Analyze risk data using the Python tool

Source: Internet
Author: User

With the large-scale growth of network security information data, the application of data analysis technology to network security analysis has become the industry research hotspot, small Ann in this small lecture hall with the Python tools to make a simple analysis of risk data, mainly to analyze the Honeypot log data, to see the general use of proxy IP to do something.

You may ask Ann what is a honeypot, online some hackers or technical personnel often do some "things", need to hide their identity, so they will use proxy IP to work. The Honeypot (Honeypot) is a new active defense security technology, it is a deception system specially set up for attack or intrusion-can be used to protect the product system and to collect hacker information, it is a flexible and diversified network security technology.

To be more popular is to provide a large number of proxy IPs, luring some criminals to use proxies for these proxy IPs to collect their information.

Introduction to Data analysis tools

工欲善其事, its prerequisite, in this small Ann to introduce some Python data analysis of "divine weapon".

The famous data Analysis library in Python panda

The Pandas Library is a numpy-based tool that is created to solve data analysis tasks and is also built around the two core data structures of series and DataFrame, where series and DataFrame correspond to one-dimensional sequences and two-dimensional table structures.

Pandas provides a number of functions and methods that enable us to process data quickly and easily. This library has a lot of advantages, easy to use, interface abstraction is very good, and document support is really moving. You will soon discover that it is one of the important factors that make Python a powerful and efficient data analysis environment.

Visualization of data

Python's most commonly used Matplotlib library, Matplotlib, is a Python graphics framework, and Python's most famous drawing library, which provides a complete set of command APIs similar to those of MATLAB, making it ideal for interactive mapping.

We have these "weapons of God" in hand, under the small Ann will take you with Python these tools to the Honeypot proxy data for a brief analysis of the introduction.

1. Introduction Tool – Load Data analysis Package

Start Ipython notebook, load the running environment:

%matplotlib Inlineimport Pandas as pdfrom datetime import Timedelta, Datetimeimport Matplotlib.pyplot as Pltimport numpy a S NP
2. Data preparation

As the saying goes: Paddle. The data of the small Ann analysis is mainly the user uses the proxy IP access log record information, the raw data to be analyzed is stored in CSV form. This is the first introduction to Pandas.read_csv, a common method that reads data into the Dataframe.

Analysis_data = Pd.read_csv ('./honeypot_data.csv ')

Right, a line of code can read all the data into a two-dimensional table structure Dataframe variable, it feels very simple there is wood!!! Of course, with the IO tool provided by pandas you can also be large file block read, and then this small Ann test performance, the full load about 215.3 billion pieces of data is about 90 seconds or so, performance is quite good.

3. Data

Generally speaking, before we analyze the data, we first need to have a general understanding of the data, such as the amount of data, what variables, data variables distribution, data duplication, data loss, data anomalies in the initial observation and so on. The following small safety belt small partners together to a glimpse of these data.
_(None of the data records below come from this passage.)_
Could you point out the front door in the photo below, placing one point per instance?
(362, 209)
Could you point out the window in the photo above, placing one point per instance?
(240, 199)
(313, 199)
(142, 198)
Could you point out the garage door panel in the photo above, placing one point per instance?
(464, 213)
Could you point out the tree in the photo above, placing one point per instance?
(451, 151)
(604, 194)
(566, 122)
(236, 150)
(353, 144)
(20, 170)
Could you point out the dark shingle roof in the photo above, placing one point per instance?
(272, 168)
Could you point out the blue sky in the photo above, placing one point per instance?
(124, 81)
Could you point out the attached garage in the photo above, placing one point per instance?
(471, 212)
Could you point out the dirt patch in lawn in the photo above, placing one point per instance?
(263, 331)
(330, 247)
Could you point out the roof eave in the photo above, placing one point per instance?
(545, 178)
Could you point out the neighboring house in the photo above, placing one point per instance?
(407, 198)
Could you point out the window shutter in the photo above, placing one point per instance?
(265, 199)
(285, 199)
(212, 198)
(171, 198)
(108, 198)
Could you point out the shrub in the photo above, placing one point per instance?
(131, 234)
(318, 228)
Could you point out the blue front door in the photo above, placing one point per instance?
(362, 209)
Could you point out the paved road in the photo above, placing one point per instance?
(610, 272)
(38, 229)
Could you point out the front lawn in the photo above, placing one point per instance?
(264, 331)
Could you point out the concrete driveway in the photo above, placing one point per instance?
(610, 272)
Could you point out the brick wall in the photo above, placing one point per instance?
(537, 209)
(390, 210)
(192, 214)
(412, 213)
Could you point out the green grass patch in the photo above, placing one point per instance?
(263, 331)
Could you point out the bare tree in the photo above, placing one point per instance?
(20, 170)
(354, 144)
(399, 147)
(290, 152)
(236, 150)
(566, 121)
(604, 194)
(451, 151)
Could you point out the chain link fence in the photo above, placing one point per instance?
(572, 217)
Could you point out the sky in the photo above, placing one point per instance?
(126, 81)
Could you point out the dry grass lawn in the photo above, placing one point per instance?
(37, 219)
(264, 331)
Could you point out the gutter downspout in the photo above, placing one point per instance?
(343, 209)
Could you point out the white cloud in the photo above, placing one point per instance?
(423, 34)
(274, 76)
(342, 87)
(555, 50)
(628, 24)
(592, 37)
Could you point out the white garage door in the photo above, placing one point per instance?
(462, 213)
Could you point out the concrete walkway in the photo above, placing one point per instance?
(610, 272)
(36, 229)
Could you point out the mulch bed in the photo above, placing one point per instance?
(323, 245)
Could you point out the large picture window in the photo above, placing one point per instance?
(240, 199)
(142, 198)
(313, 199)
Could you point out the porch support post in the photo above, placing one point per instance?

Use the Shape method to view the number of rows and columns of data

Out: (21524530, 22) #这是有22个维度,共计21524530条数据记的DataFrame 

Use the head () method to view the first 5 rows of data by default, plus the tail () method is to view the next 5 rows by default, and of course you can enter parameters to view the number of custom rows

Analysis_data.head (10)

Here you can learn that our data records have users using proxy IP date, proxy header information, proxy access domain name, proxy method, source IP and honeypot node information and so on. In this small Ann must be sure to tell you, small Ann every time do the data analysis must use method –describe method. Pandas's describe () function enables quick statistical summarization of the data:

For numeric type data, it calculates each variable:

Total number, average value, maximum, minimum, standard deviation, 50%-digit number, etc.;

Non-numeric type data, the method gives the variable:

The number of non-null values, the unique number (equivalent to the distinct method in the database), the maximum frequency variable, and the maximum frequency.

By the head () method we can find that the data contains numeric variables, non-numeric variables, we can first use the Dtypes method to view the data types of columns in Dataframe, and use the Select_dtypes method to classify data by data type. Then, using the statistics returned by the describe method, there is a preliminary understanding of the data:

Df.select_dtypes (include=[' O ']). Describe ()

Df.select_dtypes (include=[' float64 '). Describe ()
Proxy_retlength SCAN_OS_FP SCAN_OS_SUB_FP Scan_scan_mode dtype_details
Count 6.417354e+06 0.0 0.0 0.0
Mean 1.671744e+03 NaN NaN NaN
Std 3.104775e+04 NaN NaN NaN
Min 0.000000e+00 NaN NaN NaN
25% NaN NaN NaN NaN
50% NaN NaN NaN NaN
75% NaN NaN NaN NaN
Max 2.829355e+07 NaN NaN NaN

By simply observing the statistical results of each dimension of the above variables, we can see that the average length of the data obtained by everyone is about 1670 bytes. At the same time, we can find the fields such as scan_os_sub_fp,scan_scan_mode, such as empty values and so on. So that we can have a general understanding of the data as a whole.

4. Data Cleansing

Because the source data usually contains some empty values or even empty columns, it can affect the time and efficiency of data analysis, and after previewing the data digest, these invalid data needs to be processed.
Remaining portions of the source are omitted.